Una hora y media después salí hacia a la Avenida Sarmiento con un regusto amargo: una vez más los seguidores del cuento habíamos terminado defendiéndonos de la omnipresencia discursiva de la novela y quejándonos (¡una vez más!) del ninguneo del mercado al que no parecemos resignarnos.


Pero cuando llegué a mi casa, después de romper en mil pedacitos la hoja A4 en la que había punteado para la ocasión algunas ideas que finalmente habían resultado completamente estériles, abrí Metano, el libro de Ianelli que me había dado el editor de esta revista mientras entrábamos a la sala Villafañe: de tapas negras, lindísimo como todos los volúmenes de Paradiso, e ilustrado con una acuarela de Kandinsky.

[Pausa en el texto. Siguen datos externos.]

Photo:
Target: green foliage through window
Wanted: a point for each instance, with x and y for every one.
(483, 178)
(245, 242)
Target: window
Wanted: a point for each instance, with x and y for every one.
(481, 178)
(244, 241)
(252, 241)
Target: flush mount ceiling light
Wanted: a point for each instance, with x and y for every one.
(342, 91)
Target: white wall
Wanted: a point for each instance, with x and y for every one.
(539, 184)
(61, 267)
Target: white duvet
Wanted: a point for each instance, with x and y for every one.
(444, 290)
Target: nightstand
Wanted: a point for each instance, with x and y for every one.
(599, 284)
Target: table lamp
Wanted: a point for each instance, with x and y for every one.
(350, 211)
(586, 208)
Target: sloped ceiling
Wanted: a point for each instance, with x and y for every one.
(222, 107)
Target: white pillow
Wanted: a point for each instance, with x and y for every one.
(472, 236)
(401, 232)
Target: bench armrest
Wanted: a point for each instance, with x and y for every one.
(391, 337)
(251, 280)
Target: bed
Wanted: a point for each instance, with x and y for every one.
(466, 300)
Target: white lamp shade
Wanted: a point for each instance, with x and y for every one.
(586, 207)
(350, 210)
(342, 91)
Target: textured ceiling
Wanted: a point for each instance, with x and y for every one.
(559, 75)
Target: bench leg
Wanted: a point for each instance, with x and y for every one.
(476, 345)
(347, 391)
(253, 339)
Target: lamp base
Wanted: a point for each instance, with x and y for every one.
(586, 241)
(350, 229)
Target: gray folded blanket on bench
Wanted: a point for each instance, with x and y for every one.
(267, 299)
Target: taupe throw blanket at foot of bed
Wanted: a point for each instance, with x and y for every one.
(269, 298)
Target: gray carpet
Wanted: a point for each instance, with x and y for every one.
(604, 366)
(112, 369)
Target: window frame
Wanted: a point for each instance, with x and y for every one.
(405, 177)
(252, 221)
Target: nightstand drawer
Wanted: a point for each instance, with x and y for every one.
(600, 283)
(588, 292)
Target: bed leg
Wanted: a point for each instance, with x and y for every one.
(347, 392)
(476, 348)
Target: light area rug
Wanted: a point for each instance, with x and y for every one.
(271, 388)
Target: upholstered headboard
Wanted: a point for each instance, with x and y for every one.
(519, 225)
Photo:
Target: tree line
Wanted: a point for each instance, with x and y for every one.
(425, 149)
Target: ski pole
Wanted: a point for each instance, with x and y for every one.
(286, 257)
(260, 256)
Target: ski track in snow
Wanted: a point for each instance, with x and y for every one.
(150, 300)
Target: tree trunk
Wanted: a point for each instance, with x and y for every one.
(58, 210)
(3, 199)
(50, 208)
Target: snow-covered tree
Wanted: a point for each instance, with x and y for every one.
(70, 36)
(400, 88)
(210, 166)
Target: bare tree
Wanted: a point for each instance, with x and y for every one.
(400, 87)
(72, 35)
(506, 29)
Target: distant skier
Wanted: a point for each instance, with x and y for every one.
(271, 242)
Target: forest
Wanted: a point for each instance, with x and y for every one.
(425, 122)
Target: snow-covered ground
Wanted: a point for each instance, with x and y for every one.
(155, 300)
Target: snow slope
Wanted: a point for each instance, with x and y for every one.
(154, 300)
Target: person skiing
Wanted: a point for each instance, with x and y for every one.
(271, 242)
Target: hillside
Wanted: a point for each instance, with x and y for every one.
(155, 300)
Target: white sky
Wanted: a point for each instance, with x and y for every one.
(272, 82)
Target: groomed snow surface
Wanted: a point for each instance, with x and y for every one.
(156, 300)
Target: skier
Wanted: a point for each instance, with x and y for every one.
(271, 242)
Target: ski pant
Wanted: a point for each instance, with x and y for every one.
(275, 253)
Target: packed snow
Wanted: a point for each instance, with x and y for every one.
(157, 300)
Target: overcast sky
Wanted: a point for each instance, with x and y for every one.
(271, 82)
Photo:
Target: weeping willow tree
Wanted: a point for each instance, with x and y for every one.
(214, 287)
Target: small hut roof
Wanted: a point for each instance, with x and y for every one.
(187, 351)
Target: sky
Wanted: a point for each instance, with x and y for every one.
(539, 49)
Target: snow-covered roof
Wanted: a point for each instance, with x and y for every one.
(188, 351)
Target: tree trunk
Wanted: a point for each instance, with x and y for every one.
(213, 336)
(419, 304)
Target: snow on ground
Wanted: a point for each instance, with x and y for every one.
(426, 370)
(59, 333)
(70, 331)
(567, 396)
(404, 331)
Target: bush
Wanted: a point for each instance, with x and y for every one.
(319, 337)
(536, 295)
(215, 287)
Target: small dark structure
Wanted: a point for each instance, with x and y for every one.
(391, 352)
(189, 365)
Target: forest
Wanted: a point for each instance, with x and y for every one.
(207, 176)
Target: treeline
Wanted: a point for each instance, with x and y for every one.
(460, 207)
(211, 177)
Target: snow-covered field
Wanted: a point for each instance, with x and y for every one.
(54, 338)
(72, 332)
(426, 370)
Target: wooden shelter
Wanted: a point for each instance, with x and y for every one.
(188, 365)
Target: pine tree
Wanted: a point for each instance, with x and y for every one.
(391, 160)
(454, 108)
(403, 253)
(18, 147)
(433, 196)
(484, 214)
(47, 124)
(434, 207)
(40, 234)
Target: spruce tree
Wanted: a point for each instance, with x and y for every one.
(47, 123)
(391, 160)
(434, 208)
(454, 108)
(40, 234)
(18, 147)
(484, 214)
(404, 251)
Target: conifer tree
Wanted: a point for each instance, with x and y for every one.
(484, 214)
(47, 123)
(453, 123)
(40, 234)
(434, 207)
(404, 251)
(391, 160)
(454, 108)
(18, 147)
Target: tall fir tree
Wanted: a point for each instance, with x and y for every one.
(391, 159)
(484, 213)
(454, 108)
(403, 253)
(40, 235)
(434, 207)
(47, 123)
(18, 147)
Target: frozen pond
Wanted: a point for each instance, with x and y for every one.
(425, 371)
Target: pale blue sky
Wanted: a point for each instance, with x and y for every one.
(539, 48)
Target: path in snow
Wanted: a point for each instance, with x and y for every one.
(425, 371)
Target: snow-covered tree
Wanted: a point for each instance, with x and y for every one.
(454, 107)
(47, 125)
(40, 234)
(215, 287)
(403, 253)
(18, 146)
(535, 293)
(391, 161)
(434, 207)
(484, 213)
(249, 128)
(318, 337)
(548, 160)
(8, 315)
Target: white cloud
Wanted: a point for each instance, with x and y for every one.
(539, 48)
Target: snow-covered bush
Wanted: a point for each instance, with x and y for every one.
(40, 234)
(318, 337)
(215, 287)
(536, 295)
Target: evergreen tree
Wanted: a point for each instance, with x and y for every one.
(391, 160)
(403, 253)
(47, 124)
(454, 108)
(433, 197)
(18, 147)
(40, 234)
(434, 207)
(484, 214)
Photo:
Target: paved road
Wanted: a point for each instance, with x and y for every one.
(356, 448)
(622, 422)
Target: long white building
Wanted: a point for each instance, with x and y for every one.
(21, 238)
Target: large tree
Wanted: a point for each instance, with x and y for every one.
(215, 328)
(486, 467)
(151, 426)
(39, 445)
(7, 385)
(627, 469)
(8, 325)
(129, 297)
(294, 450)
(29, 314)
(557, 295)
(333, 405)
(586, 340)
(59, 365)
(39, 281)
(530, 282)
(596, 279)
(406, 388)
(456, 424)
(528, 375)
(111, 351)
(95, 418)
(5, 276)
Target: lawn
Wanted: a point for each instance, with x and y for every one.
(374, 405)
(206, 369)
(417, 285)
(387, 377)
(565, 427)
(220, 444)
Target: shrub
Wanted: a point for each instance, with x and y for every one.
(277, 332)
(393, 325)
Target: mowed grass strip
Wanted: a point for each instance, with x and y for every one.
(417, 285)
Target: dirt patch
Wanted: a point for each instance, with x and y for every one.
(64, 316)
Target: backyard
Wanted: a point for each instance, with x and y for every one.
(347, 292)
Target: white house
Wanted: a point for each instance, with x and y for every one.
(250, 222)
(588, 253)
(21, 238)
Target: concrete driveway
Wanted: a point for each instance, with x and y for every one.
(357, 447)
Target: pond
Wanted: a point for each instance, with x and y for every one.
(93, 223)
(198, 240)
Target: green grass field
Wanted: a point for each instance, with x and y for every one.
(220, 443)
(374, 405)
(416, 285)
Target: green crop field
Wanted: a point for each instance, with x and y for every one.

Me tiré en la cama y, sin demasiadas ganas, arranqué por el primer cuento. Oh, sorpresa. Momento epifánico. Las siguientes cuatro horas, hasta que llegué a la última página del último cuento, el número 17 (“la desgracia” para los cabuleros, y no puedo evitar preguntarme si la cantidad será una mera casualidad, porque si hay algo que se filtra por entre estos relatos de Ianelli es eso, la desgracia) no pude despegar la nariz. Y como una paráfrasis de la poesía de Bécquer más trillada, se me presentizó una idea: “¿Qué es cuento?, dices mientras clavas en mi pupila tu pupila azul...”.


Siempre que sintamos imposible alcanzar una definición certera de nuestro género favorito, habrá ejemplos paradigmáticos a los que recurrir, como casi todos los cuentos que nos esperan en Metano. Cuentos redondos, en los que más allá del género específico –los hay simbólicos y cercanos al absurdo, como el propio Metano en el que la gente explota; los hay existencialmente costumbristas como Islas, que cierra el libro y es una de las mejores traducciones literarias con las que me he topado sobre lo que es la vivencia de la paternidad– se siente siempre la absoluta necesariedad de cada palabra y de cada acción de acuerdo a la propuesta particular de cada relato.


Como una suerte de heredero de la tradición cuentística vernácula, Ianelli sorprende con originales homenajes a Borges, como el genial Construcción de una muerte, guiños claramente cortazarianos como Los que vuelven a la casa de Javier o La vida a partir de Teresita, y hasta ecos de la literatura de Abelardo Castillo como es el caso de El rincón de las ánimas.


Los cuentos de Metano son como deben ser: soberbios. Porque un buen cuento –después de todo y por sobre cualquier tipo de debate infructuoso en la Feria del Libro– en definitiva no es otra cosa que un texto que, sin enunciarlo y en un tono que nunca deja de ser cómplice, nos susurra al oído: “lector, no sé si merecés que te cuente esto…. pero no puedo evitarlo… aquí vamos…”.